Given that the system is apparently active in that it shows the lanes on the display, I have to assume that it's watching how I drive and comparing my behaviour with what it would have done if AP was actively in use. Much like the theory that REM sleep (or the type of sleep where you're paralyzed - I'm hardly an expert on sleep!) is a good time to have dreams that test scenarios - falling off the cliff etc. - because you can't damage yourself, I suspect that AP is doing the same. Not able to act dangerously, but able to test scenarios in a dream state! It would be interesting to know how or if AP's 'watching' differs from a drivers 'panic corrections' with respect to how the learning occurs. This is likely something Ohmman could comment on based on his experience?
There are a number of ways Tesla can be doing this, but first and foremost, it's learning from the driver. That's how these things work, and Elon said as much too. So when you're driving, you're training. When AP is on, it's mostly just obeying the model. There is a slim chance that there is a reinforcement learning algorithm that runs while AP is on, which has a penalty for things like line crossing or a driver taking over without prompting. However, the main training method is for drivers to control the vehicle while it collects environmental data.
One common thought seems to be that the car is learning specific routes or specific locations based on an individual's driving. That's quite unlikely for a few reasons, the most obvious being that a model needs many iterations to adjust.

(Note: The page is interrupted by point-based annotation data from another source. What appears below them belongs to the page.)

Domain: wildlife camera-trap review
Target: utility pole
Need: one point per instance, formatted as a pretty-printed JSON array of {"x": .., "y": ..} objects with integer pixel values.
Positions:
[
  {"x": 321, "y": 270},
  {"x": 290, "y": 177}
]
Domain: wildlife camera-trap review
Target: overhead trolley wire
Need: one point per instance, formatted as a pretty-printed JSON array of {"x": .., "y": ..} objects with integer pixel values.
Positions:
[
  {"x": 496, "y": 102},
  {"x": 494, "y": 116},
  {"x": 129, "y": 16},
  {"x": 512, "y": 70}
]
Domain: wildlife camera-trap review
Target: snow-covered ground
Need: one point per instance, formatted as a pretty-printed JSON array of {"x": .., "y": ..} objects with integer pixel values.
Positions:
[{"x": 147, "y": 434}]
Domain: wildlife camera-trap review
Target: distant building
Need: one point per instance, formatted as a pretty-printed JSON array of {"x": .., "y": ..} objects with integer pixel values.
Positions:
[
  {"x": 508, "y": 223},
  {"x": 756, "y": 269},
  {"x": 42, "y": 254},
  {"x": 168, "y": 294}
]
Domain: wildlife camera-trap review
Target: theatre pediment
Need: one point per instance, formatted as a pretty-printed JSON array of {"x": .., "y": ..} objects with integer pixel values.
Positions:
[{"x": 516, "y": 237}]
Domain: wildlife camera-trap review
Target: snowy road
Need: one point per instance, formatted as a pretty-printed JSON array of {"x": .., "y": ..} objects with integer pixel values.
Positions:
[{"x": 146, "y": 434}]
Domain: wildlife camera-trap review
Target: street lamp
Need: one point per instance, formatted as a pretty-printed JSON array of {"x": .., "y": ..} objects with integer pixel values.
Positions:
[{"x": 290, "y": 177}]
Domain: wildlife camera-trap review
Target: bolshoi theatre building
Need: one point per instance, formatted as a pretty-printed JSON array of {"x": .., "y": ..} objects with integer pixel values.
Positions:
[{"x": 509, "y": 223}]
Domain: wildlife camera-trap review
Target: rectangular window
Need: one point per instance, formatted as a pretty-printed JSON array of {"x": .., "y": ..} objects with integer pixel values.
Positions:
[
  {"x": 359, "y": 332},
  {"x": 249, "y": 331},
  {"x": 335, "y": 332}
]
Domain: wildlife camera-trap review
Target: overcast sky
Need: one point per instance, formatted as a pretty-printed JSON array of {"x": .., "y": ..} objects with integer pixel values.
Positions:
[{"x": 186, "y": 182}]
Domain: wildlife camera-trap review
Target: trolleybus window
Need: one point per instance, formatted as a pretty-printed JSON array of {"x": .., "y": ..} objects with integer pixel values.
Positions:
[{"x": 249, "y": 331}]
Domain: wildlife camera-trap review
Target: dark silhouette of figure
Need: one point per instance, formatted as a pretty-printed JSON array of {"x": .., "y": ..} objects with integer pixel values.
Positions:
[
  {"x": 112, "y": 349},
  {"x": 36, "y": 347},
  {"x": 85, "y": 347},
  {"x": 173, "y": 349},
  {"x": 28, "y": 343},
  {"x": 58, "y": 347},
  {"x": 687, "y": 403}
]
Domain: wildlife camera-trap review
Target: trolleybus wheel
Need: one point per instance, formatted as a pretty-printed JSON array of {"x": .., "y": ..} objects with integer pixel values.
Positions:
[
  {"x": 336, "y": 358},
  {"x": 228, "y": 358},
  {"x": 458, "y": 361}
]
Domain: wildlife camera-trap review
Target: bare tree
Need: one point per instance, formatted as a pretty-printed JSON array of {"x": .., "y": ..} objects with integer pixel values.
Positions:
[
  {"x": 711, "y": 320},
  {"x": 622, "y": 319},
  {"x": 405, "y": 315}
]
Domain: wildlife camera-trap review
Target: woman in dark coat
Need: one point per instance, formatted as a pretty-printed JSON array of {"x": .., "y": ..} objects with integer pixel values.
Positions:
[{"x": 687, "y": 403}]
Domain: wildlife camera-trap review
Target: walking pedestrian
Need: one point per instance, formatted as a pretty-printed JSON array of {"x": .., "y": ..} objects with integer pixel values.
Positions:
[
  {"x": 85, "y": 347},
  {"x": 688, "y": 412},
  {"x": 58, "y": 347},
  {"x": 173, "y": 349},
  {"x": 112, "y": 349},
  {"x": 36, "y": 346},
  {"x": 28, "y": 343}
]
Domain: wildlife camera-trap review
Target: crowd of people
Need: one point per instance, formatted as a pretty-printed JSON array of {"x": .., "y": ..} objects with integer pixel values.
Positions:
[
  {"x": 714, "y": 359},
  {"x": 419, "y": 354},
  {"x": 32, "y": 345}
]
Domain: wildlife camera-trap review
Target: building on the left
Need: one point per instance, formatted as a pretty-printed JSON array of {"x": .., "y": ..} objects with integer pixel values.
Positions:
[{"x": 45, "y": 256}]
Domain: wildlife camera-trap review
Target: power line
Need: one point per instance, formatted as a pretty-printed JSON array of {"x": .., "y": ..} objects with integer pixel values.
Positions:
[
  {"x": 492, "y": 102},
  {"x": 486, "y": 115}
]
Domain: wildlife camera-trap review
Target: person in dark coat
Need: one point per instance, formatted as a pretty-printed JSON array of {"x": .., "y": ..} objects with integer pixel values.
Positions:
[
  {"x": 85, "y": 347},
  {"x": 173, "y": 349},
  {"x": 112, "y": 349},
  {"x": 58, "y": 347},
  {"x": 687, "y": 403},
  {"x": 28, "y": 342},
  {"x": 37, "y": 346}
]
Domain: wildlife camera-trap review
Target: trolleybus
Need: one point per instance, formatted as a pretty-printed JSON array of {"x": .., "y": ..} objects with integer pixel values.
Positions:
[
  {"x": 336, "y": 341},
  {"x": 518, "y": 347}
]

More likely, if a driver is seeing a real difference on the route, the vehicle is learning how to react given a set of inputs which may be unique to that setting. The benefit is that then the model can generalize this to another location on the other side of the country/world where the inputs are similar. And someone there is aiding the model in learning your particular set of inputs. In other words, if AP is doing better on your particular drive, it's because it's doing a better job generalizing to your route.
A simple example is the classic handwritten character recognition problem. If you have a specific way of writing a 4 which isn't classified properly in the existing model, sending it one or two of your 4s with a label ("this is 4") isn't going to do much. However, if there are hundreds of people like you who write slightly similar 4s, and those are part of the labeled training set, it'll properly classify your 4 even without your examples. Compare that to a spot in your route where maybe the line is wavy or worn off at one spot. Surely in the AP collection space, there are other locations like this. Every time a driver completes their trajectory through, the model is getting more confident in that set of inputs. If you waited long enough, the car would work properly even if it hadn't ever seen that particular spot on your route.